Fellow broker Savills agreed with the assessment, forecasting that institutions looking for strong covenants and fixed income assets would drive deals in 2018. The company said that the lack of supply of fixed income assets would lead institutional investors to look into opportunities outside the core hotel market in 2018, with interest in leased serviced apartments and branded hostel growing.
HA Perspective [by Katherine Doggrell]: The interest of the institutions began with single assets and now, with the consumption of Algonquin (with rumours of the price on such a spread as to suggest that NDAs really do mean something, no matter what happens to Donald Trump’s) the trend is becoming more of a permanent reality. From a hotel in Berlin to a pan-European platform, the institutions are here to stay.

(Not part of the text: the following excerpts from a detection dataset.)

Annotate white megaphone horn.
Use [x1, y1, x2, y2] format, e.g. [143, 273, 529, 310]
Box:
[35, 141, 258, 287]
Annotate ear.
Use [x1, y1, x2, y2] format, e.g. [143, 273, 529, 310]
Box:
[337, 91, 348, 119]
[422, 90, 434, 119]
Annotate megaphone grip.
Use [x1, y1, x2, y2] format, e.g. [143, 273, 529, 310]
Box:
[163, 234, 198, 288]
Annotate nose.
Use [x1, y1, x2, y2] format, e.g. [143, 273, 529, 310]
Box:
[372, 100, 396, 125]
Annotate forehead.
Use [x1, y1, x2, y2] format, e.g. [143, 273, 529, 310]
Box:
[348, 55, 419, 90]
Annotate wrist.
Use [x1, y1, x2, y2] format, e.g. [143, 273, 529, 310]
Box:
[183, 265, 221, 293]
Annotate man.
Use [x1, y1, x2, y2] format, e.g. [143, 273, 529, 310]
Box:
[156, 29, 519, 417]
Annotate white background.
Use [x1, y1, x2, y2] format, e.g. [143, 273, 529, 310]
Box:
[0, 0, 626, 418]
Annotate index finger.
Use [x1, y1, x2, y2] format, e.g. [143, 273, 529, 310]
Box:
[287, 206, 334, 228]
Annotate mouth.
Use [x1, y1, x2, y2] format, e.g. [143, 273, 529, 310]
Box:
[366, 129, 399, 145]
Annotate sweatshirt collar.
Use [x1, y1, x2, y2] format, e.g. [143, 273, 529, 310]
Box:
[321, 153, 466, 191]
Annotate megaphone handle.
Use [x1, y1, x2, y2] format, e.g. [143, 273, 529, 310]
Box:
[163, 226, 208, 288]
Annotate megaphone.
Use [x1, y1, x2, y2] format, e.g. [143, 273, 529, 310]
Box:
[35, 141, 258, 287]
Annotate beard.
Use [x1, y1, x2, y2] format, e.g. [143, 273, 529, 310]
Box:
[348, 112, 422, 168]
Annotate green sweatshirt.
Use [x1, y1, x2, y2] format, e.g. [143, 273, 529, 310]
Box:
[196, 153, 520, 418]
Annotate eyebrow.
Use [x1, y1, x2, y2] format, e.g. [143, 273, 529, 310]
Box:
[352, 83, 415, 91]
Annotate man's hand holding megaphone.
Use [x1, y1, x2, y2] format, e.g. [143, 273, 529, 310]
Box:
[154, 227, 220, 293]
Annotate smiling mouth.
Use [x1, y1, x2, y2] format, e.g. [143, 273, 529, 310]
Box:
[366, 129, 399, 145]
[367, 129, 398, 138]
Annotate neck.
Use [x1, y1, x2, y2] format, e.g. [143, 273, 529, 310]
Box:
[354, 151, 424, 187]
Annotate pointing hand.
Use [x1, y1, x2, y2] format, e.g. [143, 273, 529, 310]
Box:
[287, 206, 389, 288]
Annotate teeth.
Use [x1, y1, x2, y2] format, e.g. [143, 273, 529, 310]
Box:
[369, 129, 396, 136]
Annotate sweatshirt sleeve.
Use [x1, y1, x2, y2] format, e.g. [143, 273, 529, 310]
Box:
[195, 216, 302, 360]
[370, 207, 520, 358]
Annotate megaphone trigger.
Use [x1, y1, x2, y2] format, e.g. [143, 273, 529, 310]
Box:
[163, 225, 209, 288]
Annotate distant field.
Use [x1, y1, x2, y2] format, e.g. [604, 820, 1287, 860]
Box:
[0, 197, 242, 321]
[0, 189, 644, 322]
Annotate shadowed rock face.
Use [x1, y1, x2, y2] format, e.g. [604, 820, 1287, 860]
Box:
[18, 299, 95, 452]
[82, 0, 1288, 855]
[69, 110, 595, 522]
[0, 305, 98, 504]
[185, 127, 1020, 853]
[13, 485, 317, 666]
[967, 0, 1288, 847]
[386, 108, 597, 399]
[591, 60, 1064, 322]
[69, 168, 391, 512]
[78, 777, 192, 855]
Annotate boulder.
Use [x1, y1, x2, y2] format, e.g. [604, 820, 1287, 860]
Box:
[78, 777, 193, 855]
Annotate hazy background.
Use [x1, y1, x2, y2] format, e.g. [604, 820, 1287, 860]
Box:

And, as Chomette said, the arrival of one will beget more. For the hotel sector, the institutions have been a good thing thus far, bringing money which has had no appetite to interfere and, in some cases, been unable to even if it wanted to, in many jurisdictions. They have driven a revival in leases and slotted into the bricks, brain, brawns split effortlessly.
But what influence will they wield? We understand that the bidding for Algonquin was competitive, there is eager cash out there to gain a slice of the sector, cash which is largely agnostic as to structure and brand. The shift from private equity’s short-term interest of the past few years to a longer play is good news for those brands which can make their case. For now the institutions are learning, but as with most investors, they are liable to want to make their mark. Change is likely to follow for the sector and, with the chunks of cash at their disposal, its influence, when it comes, is likely to be broadly felt.
Additional comment [by Andrew Sangster]: Schroders has been quietly eyeing up the hotel sector for a number of years. Towards the end of 2015 it created the role of investment manager focused on retail and leisure.
While the bulk of the cash was put into large shopping centre schemes, money also found its way into leased hotels such as the Premier Inn at the redeveloped Arndale House office block in Leeds which opened this year.
But the Algonquin deal ramps up Assets Under Management that are hotels considerably. As at the end of last year, AUM in real estate was GBP13bn but with Algonquin, hotels will now account for more than 12% of the total.
It is also signals a sea-change in the attitude of institutional investors: they are prepared to take on operating risk and no longer insist on fixed leases.
The push by institutional investors into so-called alternatives, which range from student housing to data centres, is hugely benefitting the hotel sector right now. It is putting pressure on yields and raising asset prices.
Arguably, hotels are now too mainstream to be described as alternative: hotels comfortably sit alongside the established commercial real estate segments of office, industrial and retail. With hotel property yields now comparable to those in retail, it is not unreasonable to ask how much further there is to run. Hotels might just start getting as boring as offices. And from an investment perspective, that is no bad thing.